Families were manually named by cursary inspection of the family members. Work remains to better determine these labels.
The 14 comparison complete genomes were:
| Archaea (Euryarchaeota) | |
| Archaeoglobus fulgidus | 2.2Mb |
| Halobacterium sp | 2.0Mb |
| Methanobacterium thermoautotrophicum | 1.8Mb |
| Pyrococcus abyssi | 1.8Mb |
| Methanococcus jannaschii | 1.7Mb |
| Pyrococcus horikoshii | 1.7Mb |
| Archaea (Crenarchaeota) | |
| Sulfolobus solfataricus | 3.0Mb |
| Bacteria | |
| Mesorhizobium loti | 7.0Mb |
| Pseudomonas aeruginosa | 6.3Mb |
| Escherichia coli K12 | 4.6Mb |
| Bacillus subtilis | 4.2Mb |
| Vibrio cholerae | 4.0Mb |
| Synechocystis PCC6803 | 3.6Mb |
| Thermotoga maritima | 1.9Mb |
Results
48% MA genes are paralogs, and they cluster into 539 families (ranging in size from 2-85 genes per family)There are significantly more family and larger clusters in MA than in the other completely sequenced archaea.
Genome Size
Both the % paralogous genes and the number of clusters display a strong linear correlation with genome size, within the rough range:
| Genome Size | % Paralogs | # Clusters |
|---|---|---|
| 1.7 Mb | 25% | 180 |
| 7.0 Mb | 50% | 650 |
Clusters Across Genomes
| All species | Archaea | |
|---|---|---|
| Genes with ortholog | 44% | 36% |
| Clusters with correlated cluster | 72% | 65% |
| Clusters that correlate with > 1 cluster | 15% | 10% |
| Clusters that correlate to larger clusters | 31% | 21% |
| Non-Paralogous genes with correlated clusters | 43% | 37% |
Normalized Cluster Size Across Genome
Because of the linear relationship between genome size and cluster size, we have normalized the cluster sizes by genome size in order to highlight families with unusually large clusters. The graphs below illustrate the inter-genome comparison of cluster sizes after the cluster sizes have been normalized.
Data
Excel file paralogs.xls contains:
| SpreadSheet | Description |
|---|---|
| SummaryWks | Summary comparison of Methanosarcina versus other species |
| MAparalogsWks | List of all paralogous Methanosarcina clusters and the names of all clustered genes |
| ClusterCorrelationWks | Correlation of all Methanosarcina clusters with clusters in
each of the other species. Includes both raw cluster sizes, and cluster sizes normalized by genome size |
| Graph | Description |
| GenomeSize2ClusterSize | Graph of Genome Size vs Cluster Size |
| GenomeSize2#Clusters | Graph of Genome Size vs Number of Clusters |
| GenomeSize2%Paralogs | Graph of Genome Size vs % Paralogous Genes |
| GenomeSize2Orfs | Graph of Genome Size vs # Orfs |
| ClusterSizeCorr(>=10) | Graph of correlated clusters, for all clusters >= 10 genes |
| ArchaeaClusterSizeCorr(>=10) | Graph of archaeal correlated clusters, for all clusters >= 10 genes |
| NormalizedClusterSize(>=10) | Graph of correlated clusters, for all clusters >= 10 genes |
| A_NormalizedClusterSize(>=10) | Graph of correlated clusters, for all clusters >= 10 genes |
References
* Similar to methods used for Vibrio cholerae (BLASTX E<=1e-5,>60% length of query ORF) [1], Thermotoga maritima (BLASTX E<=1e-5,>60% length of query ORF) [3], Helicobacter pylori (FASTA, >60% length of smaller ORF) [4], Archaeoglobus fulgidus (FASTA, >60% length of smaller ORF) [2].[1] Heidelberg, John F. et al. DNA sequence of both chromosomes of the cholera pathogen Vibrio cholerae. Nature 406, 477-483 (2000).

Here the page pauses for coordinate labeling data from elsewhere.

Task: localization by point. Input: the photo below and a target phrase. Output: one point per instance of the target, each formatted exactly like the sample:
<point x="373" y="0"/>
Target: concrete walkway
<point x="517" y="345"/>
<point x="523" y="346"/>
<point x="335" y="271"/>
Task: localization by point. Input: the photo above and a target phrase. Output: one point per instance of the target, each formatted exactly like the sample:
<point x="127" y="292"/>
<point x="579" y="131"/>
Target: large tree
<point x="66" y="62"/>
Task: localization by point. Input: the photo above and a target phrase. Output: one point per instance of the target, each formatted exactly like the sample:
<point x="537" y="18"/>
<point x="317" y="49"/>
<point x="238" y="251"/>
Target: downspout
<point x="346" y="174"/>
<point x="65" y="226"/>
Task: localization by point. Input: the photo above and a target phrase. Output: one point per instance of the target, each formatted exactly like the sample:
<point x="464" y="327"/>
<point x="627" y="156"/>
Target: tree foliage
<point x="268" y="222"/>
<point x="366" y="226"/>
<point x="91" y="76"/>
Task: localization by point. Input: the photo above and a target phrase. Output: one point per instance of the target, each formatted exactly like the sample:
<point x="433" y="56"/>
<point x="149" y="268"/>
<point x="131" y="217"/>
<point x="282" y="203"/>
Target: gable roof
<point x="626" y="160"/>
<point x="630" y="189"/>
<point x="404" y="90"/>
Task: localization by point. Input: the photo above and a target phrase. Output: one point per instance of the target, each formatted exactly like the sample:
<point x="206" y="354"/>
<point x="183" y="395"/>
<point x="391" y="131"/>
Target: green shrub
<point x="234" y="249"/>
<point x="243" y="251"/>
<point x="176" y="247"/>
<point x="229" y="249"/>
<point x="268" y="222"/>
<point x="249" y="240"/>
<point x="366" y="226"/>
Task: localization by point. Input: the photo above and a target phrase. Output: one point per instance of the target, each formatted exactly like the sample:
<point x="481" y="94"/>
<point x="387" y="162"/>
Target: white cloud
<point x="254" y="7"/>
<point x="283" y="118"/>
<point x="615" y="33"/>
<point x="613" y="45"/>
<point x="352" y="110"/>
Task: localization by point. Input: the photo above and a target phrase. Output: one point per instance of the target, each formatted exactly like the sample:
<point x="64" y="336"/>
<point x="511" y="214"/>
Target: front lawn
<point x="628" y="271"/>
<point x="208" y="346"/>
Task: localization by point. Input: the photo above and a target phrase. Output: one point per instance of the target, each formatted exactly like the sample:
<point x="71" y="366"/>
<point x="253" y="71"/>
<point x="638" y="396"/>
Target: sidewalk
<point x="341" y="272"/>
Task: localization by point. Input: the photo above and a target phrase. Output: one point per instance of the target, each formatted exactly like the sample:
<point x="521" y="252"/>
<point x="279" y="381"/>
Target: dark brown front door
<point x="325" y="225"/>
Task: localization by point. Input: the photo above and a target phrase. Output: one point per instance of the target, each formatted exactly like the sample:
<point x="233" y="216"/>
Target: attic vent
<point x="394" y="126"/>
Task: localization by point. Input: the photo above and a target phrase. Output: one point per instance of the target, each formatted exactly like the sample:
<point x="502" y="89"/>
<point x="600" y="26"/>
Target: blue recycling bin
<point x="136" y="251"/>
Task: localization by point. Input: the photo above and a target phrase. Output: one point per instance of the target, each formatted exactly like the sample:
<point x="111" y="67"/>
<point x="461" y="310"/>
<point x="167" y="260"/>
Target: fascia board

[2] Klenk, Hans-Peter. et al. The complete genome sequence of the hyperthermophilic, sulphate-reducing archaeon Archaeoglobus fulgidus. Nature 390, 364-370 (1997).
[3] Nelson, Karen E. et al. Evidence for lateral gene transfer between Archaea and Bacteria from genome sequence of Thermotoga maritima. Nature 399, 323-329 (1999).
[4] Tomb, J.-F. et al. The complete genome sequence of the gastic pathogen Helicobacter pylori. Nature 388, 359-547 (1997).